その空気を切り裂くように、黒崎が前に出て声を張り上げる。
「第三回戦――天城悠真 対 佐伯迅。前へ!」
ざわつきがさらに大きくなる。
「悠真……本当に大丈夫なのか?」
「半年前の大怪我からまだ戻ってないだろ」
「相手は佐伯迅だぞ、“雷迅”の異名を持つ強豪だ!」
青の盾を握りしめ、悠真がゆっくりと前へ進む。
その表情は以前の驕りを捨てた、冷静で引き締まったものだった。
一方の 佐伯迅 は黄色のビーズを輝かせ、稲妻を纏う双短剣を軽々と構える。
「怪我明けの相手か。楽に倒してやるよ」
挑発的な笑みに観客席から笑い声が起きた。
黒崎が鋭く手を振り下ろす。
「――始めッ!」
⸻
開幕
迅の姿が雷光と共に消えた。
「はやっ!」「もう見えない!」
観客の声が響いた次の瞬間、悠真の盾に鋭い斬撃が叩きつけられる。
ガキィィンッ!!
衝撃が走り、青い光の壁に亀裂が走った。
「どうした悠真! 防ぐだけか!」
迅は雷光の連撃を浴びせかけ、悠真を押し込んでいく。
観客は息を呑む。
「やっぱり無理だ……」「全盛期の力はもうないんだ!」
⸻
決意
だが――悠真の瞳は揺らいでいなかった。
(もう二度と……守れずに倒れるわけにはいかない!)
次の瞬間、悠真の盾が青白く輝きを増した。
重厚に、分厚く、まるで城壁そのものへと変わっていく。
「なに……!?」
迅の雷撃を、悠真は微動だにせず受け止めた。
「俺は昔の俺じゃない。――これは仲間と自分を守るための盾だ!」
⸻
逆転
苛立つ迅が双短剣を交差させ、全魔力を集中させる。
「なら……これで砕け散れッ!!」
稲妻が奔流となり、試合場を白く塗りつぶす。
悠真は息を吸い込み、叫ぶ。
「来い……俺はもう退かない!」
轟音。
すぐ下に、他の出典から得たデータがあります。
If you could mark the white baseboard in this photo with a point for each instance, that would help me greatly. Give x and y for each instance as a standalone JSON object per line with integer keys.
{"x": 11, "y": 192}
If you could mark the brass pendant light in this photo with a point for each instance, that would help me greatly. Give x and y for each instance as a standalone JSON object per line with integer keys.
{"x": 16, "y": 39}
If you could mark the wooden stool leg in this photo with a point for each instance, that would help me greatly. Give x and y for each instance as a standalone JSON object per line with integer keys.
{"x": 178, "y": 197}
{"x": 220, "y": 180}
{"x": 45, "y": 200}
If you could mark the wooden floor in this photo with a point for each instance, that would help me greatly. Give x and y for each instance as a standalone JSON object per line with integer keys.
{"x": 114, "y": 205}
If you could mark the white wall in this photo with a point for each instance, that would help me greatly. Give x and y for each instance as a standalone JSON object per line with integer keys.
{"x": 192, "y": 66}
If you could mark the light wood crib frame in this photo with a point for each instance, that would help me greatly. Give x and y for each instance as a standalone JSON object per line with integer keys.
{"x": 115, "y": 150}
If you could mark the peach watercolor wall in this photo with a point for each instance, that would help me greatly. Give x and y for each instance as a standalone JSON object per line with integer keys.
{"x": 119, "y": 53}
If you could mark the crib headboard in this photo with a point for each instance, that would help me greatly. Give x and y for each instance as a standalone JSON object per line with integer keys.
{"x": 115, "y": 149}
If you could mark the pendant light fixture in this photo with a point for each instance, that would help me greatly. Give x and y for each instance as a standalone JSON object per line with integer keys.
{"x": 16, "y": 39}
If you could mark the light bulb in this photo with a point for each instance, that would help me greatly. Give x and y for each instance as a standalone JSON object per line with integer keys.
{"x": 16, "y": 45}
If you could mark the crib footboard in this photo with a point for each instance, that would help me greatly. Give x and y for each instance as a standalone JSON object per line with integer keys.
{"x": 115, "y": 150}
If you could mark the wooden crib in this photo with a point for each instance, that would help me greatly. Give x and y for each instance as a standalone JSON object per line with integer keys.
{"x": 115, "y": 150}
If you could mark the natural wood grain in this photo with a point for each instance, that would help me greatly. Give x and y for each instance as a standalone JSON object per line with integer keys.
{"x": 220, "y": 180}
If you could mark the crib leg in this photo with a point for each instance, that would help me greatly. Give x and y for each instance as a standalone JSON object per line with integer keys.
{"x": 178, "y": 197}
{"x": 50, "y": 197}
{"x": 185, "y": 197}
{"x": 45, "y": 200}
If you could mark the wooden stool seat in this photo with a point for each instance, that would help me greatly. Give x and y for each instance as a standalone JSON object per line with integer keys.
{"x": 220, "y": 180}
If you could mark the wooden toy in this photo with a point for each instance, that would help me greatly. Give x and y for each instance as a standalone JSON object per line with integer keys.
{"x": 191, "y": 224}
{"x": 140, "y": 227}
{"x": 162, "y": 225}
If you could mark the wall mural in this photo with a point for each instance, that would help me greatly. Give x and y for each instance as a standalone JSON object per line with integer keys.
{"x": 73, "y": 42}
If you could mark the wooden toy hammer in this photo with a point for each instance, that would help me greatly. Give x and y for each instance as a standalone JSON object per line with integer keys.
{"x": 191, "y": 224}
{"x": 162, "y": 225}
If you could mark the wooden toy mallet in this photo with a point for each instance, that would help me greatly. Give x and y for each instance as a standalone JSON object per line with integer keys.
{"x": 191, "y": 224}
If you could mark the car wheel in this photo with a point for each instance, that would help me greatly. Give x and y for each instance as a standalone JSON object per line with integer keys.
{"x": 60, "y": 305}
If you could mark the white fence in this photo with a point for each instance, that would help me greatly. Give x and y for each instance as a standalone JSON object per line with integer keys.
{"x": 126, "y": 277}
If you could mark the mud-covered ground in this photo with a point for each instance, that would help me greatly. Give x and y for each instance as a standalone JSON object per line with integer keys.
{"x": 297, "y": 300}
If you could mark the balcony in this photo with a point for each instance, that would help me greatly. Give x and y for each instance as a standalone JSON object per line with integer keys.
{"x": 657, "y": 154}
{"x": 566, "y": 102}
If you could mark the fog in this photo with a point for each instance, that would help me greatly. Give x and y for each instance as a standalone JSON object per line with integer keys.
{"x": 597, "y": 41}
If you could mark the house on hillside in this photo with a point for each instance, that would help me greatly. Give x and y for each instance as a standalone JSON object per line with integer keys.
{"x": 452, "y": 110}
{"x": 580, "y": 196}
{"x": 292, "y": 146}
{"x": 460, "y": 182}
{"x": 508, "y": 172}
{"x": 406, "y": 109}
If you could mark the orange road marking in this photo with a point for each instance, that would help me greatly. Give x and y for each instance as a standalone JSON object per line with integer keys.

閃光。
雷撃が盾に叩きつけられた瞬間、青光が逆流するように爆ぜた。
「ぐっ……!!!」
雷ごと弾き返され、迅の体が宙に浮き、そのまま床へ叩きつけられる。
双短剣は手を離れ、床に転がった。
⸻
決着
黒崎の低い声が会場に響く。
「――勝負あり。勝者、天城悠真」
一瞬の沈黙の後、観客席が爆発するようなどよめきに包まれた。
「嘘だろ……雷迅を止めたぞ!」
「悠真……変わったな。あの盾はもう折れない!」
悠真は膝をつき、肩で息をしながらも、静かに盾を下ろした。
その顔には誇りと覚悟が刻まれ、かつての驕りの影は微塵もなかった。